The JUnit framework, written by Erich Gamma and Kent Beck, enables comprehensive unit testing by making it easy -- even fun -- to write test code. With JUnit, each test case extends the TestCase class. Any public, no-argument method in which the name starts with "test" is executed one at a time. The test methods call the component under test and make one or more assertions about the behavior of that component. JUnit reports the precise location of each failed assertion.

As an example, let's think about a simple telephone number object. What behavior should it have? At a minimum, it will have accessors for the components of a U.S. number: area code, exchange, number, and extension. We should also have a formatter that gives a nice string representation. Remember, we write the test first.

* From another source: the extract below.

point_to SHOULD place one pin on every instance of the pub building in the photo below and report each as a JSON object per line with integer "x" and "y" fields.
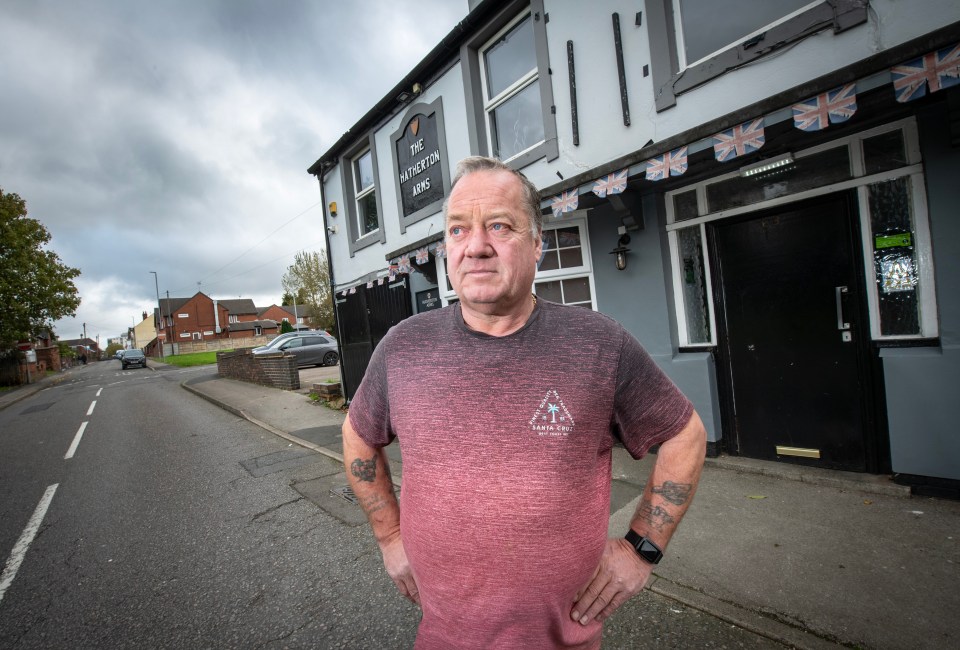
{"x": 766, "y": 199}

The following idiom starts a test case that can run by itself or be incorporated into a larger suite of tests:

import junit.framework.*;
public class TelephoneNumberTests extends TestCase {
   public static void main(String[] args) {
      junit.textui.TestRunner.run(suite());
   }
   public static TestSuite suite() {
      return new TestSuite(TelephoneNumberTests.class);
   }
}


This test will execute. Since there are no test methods, it reports an error. What do we need to add for test methods? The rule of thumb is: If it can possibly fail, write a test for it. There are some exceptions to this rule, however. For example, since simple accessor methods rarely fail, they rarely are tested. Of course, if your accessor does more than just set an instance variable, you should write a test for it. Choosing precisely what to test takes some practice.

Here is a test method for the string formatting:

   public void testSimpleStringFormatting() throws Exception {
      // Build a complete phone number
      TelephoneNumber number = new TelephoneNumber("612", "630", "1063",
"1623");
      assertEquals("Bad string", "(612) 630-1063 x1623",
number.formatNumber());
   }


The assertEquals() method takes a message string, the expected value, and the actual value. Internally, if expected.equals(actual) returns false, the assertion fails.